We love the holiday season, aside from it finally being cold enough to wear all our woolies, it’s so great to spend time with family and friends. And while we visit with our loved ones we tend to be eating, or making delicious things to eat. Our Woolery team members wanted to share some of their favorite holiday dishes with you this year.
First up we have Natalie with her favorite Monkey Bread recipe. Natalie notes that the original recipe called for raisins but, “No raisins are in my recipe because that is poison.” Fair enough Natalie, we’ll keep them out.
Natalie’s Christmas Morning Monkey Bread
- Granulated sugar – 1/2 cup
- Cinnamon – 1 teaspoon
- 2 cans large size biscuit dough
- Brown sugar – 1 cup firmly packed
- Butter – 3/4 cup melted
- Preheat oven to 350 degrees. Lightly grease 12 cup large fluted tube pan.
- Mix sugar and cinnamon in a large plastic food storage bag.
- Separate dough into 16 biscuits, cut each into quarters. Shake in sugar bag to coat. Arrange in the pan.
- In a small bowl mix brown sugar and butter. Pour over the biscuit pieces.
- Bake 30 to 35 minutes until golden brown.
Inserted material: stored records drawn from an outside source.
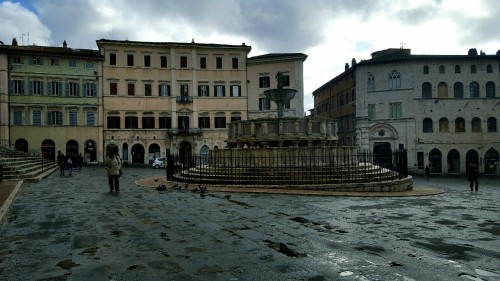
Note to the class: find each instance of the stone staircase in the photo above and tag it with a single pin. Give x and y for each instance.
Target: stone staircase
(25, 166)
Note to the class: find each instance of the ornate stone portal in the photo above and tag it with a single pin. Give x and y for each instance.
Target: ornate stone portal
(293, 153)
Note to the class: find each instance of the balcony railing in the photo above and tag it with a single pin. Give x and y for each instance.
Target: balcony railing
(190, 131)
(184, 99)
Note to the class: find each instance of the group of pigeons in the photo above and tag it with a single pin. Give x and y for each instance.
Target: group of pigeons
(200, 189)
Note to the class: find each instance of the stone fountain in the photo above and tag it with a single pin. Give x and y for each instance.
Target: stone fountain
(291, 153)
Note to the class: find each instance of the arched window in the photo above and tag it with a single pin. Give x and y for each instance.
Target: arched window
(458, 90)
(371, 82)
(476, 124)
(492, 125)
(427, 125)
(474, 90)
(442, 90)
(443, 125)
(489, 68)
(426, 90)
(459, 125)
(490, 89)
(394, 80)
(473, 69)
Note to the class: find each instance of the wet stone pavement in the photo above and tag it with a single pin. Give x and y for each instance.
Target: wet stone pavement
(72, 228)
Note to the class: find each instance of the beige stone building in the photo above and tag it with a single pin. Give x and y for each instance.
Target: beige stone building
(261, 76)
(171, 97)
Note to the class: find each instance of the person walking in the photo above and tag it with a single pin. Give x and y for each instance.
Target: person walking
(61, 160)
(473, 176)
(69, 163)
(113, 166)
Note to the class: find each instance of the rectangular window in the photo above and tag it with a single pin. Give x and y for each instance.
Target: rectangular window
(112, 59)
(203, 91)
(90, 118)
(395, 110)
(163, 61)
(165, 122)
(72, 89)
(219, 91)
(184, 90)
(17, 87)
(264, 82)
(131, 89)
(36, 61)
(54, 88)
(89, 89)
(113, 122)
(131, 122)
(148, 122)
(220, 122)
(236, 91)
(130, 60)
(218, 62)
(163, 90)
(264, 104)
(73, 118)
(203, 62)
(204, 122)
(147, 90)
(17, 117)
(113, 88)
(183, 61)
(371, 111)
(36, 117)
(36, 87)
(54, 117)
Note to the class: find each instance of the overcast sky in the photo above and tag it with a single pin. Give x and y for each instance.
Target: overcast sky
(330, 32)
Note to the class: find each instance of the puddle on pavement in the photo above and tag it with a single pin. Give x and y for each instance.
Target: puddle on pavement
(284, 249)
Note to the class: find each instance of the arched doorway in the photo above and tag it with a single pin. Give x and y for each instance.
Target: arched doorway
(453, 161)
(204, 153)
(49, 149)
(21, 145)
(154, 152)
(185, 153)
(471, 156)
(491, 162)
(90, 151)
(382, 154)
(137, 154)
(435, 160)
(72, 147)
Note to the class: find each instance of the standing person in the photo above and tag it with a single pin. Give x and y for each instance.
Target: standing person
(113, 166)
(61, 160)
(69, 163)
(80, 161)
(473, 176)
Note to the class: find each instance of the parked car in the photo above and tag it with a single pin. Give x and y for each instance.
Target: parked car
(158, 163)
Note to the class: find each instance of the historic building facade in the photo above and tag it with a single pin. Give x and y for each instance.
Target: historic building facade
(337, 99)
(51, 100)
(442, 108)
(261, 76)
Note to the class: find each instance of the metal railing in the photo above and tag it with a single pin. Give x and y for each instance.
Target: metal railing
(291, 169)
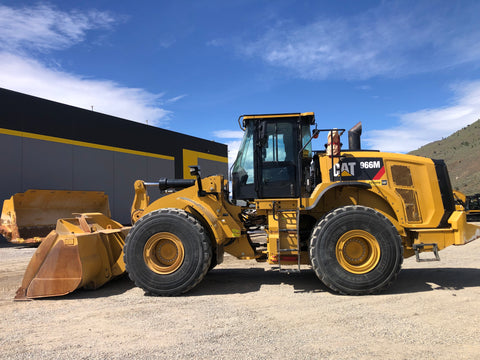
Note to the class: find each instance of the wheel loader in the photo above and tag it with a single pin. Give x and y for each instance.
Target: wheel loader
(353, 215)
Cool in pan for 10 minutes. Turn upside down on to serving plate, pull apart to serve. Serve warm.
Next up we have Nancy, who loves to make candy this time of year. Nancy is sharing her Buckeyes recipe with us, which are a local favorite. She insists that hers are the best around, and it’s all in the chocolate. Let’s find out her secret!
Nancy’s Best Buckeyes
- Butter – 1/4 pound
- Peanut butter – 1 1/2 cups
- Powdered sugar – 1/2 pound
- Vanilla – 1 teaspoon
- Semi-sweet or bitter chocolate – 8 oz
Nancy would like to note that because there are so few ingredients, it is really important to make sure that they are the very best quality. Nancy suggests natural peanut butter (just roasted peanuts and salt), very good butter (no margarine), and the best vanilla. It’s also important to pick the finest chocolate you can find according to your taste, (Nancy likes to use 70% dark).
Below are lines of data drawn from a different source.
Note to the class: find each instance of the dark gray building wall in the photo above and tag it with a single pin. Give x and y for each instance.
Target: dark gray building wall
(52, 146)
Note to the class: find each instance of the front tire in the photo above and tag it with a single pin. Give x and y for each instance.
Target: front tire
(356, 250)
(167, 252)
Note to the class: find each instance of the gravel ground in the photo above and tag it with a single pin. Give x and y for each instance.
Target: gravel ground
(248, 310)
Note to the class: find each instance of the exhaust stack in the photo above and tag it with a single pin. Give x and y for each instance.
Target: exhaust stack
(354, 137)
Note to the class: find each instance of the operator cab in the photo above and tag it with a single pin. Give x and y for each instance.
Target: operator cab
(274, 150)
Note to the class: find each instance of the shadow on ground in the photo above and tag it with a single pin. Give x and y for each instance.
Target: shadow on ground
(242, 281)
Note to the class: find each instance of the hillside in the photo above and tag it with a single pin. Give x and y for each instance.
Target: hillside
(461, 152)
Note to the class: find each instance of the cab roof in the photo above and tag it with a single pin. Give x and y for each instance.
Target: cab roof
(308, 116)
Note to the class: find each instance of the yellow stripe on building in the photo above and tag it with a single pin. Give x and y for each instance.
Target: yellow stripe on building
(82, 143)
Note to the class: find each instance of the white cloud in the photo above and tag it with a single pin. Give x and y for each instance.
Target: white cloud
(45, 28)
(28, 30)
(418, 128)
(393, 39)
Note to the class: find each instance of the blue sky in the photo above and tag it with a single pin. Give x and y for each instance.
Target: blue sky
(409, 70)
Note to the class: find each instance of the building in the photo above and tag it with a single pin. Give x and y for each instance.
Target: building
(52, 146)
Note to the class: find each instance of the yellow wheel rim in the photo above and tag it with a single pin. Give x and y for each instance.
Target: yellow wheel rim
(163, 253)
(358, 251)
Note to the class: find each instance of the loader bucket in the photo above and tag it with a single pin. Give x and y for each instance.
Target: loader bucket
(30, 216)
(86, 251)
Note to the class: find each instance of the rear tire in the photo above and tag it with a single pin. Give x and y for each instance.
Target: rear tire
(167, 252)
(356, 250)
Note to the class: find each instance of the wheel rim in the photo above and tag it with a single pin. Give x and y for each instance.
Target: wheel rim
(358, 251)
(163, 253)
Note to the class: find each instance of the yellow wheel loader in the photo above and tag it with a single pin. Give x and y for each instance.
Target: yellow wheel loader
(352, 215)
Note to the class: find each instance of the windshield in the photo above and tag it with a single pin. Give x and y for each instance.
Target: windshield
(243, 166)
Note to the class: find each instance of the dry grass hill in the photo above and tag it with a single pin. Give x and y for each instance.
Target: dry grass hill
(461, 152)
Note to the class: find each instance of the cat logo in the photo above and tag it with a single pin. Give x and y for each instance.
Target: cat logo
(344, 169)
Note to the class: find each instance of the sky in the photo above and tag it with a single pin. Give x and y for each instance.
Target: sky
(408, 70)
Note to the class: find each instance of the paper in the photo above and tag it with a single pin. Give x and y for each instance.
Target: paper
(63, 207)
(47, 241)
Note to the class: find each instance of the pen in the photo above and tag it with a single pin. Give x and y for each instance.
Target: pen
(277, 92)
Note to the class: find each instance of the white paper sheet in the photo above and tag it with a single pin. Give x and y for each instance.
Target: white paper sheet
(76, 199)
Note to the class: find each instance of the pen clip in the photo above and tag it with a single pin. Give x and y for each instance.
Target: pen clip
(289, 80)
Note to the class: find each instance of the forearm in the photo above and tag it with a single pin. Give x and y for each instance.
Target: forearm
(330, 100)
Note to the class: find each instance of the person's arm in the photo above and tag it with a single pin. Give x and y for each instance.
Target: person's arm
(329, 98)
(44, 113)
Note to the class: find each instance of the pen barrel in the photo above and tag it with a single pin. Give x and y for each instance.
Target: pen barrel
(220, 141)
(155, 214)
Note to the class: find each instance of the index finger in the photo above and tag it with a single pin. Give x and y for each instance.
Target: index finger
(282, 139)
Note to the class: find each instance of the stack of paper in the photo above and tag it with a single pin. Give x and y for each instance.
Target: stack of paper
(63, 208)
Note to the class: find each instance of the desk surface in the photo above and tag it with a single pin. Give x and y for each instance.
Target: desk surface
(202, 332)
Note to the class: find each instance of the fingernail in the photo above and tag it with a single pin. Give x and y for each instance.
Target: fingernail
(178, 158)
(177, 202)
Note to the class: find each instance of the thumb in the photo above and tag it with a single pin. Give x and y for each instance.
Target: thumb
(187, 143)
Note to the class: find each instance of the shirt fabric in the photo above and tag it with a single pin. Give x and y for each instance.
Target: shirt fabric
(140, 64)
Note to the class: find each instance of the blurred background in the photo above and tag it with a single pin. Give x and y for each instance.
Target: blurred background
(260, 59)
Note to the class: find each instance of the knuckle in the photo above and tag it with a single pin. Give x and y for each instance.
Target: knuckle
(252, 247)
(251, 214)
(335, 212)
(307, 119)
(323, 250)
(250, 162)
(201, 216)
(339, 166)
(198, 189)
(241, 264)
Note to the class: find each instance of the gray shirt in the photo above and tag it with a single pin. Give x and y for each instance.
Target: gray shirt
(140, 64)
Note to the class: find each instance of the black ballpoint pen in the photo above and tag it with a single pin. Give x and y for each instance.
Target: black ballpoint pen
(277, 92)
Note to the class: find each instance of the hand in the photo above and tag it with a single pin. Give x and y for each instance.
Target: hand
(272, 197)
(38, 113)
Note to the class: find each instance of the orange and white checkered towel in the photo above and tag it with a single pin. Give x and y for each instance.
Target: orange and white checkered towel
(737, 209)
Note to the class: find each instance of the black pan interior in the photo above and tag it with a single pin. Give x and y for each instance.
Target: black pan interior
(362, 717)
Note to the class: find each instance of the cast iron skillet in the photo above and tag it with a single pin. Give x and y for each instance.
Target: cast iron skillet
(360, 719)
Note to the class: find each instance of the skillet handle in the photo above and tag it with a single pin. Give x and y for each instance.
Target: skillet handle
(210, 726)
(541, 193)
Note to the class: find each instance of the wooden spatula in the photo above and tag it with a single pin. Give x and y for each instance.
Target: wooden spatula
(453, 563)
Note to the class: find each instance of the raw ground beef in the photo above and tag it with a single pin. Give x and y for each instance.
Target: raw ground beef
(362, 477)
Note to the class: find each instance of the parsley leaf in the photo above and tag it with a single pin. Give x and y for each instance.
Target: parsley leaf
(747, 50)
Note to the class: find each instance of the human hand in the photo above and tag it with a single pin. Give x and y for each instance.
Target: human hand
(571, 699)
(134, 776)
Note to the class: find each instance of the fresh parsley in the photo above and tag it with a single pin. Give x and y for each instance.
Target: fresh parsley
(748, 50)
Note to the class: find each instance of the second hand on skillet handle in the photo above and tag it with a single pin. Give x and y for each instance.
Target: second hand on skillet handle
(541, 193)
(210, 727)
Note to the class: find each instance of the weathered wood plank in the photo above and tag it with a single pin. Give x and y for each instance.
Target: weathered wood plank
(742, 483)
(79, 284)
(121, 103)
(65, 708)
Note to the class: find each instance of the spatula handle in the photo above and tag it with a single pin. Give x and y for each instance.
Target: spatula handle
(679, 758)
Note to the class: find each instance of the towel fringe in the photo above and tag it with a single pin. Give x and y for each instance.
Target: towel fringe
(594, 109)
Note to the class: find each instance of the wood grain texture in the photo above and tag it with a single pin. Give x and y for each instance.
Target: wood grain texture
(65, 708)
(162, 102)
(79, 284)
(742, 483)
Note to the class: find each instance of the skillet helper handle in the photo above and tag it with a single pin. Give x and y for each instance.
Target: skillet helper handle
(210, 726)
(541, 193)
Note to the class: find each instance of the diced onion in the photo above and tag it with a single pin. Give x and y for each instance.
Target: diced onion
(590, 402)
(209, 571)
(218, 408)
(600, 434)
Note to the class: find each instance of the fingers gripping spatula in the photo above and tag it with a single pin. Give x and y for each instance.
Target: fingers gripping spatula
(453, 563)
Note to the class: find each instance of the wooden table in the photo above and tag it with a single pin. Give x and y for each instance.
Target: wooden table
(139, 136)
- Mix the butter, peanut butter, and powdered sugar. Chill after mixing, then shape into balls about 3/4″ in diameter. Chill again while you melt the chocolate.
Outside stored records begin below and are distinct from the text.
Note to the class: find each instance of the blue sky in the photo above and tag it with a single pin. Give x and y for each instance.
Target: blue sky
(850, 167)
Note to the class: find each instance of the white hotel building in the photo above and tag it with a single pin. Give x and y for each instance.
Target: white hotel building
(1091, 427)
- In a double boiler over hot (not boiling) water, melt the chocolate.
- Impale the centers of the peanut butter balls on a toothpick and dip into the chocolate, leaving a penny sized circle uncovered at the top.
- Transfer these to a parchment covered sheet and when you are done dipping smooth over the tooth pick holes.
- Chill until firm and store in an air-tight container in a single layer.
Finally we have a family recipe from our owners, Wave and Perri. This recipe has been served at every McFarland Family Thanksgiving and Christmas dinner since 1977. It belonged to Perri’s mother, Carolyn Gaertner Patberg.
McFarland Family Christmas Cranberry Salad
- Raspberry jello mix – 2 packs
- Hot water – 1 cup
- Cold water – 1 cup
- Whole berried cranberries – 1 can
- Sour cream – 8oz can
- Dissolve both jello mixes in hot water. Add cold water. Add cranberries.
- Place in refrigerator and when the jello is just beginning to solidify, add sour cream.
- Place entire mixture into jello mold pan or serving dish of your choice. Refridgerate until firm.
Happy Holiday wishes from our family to yours!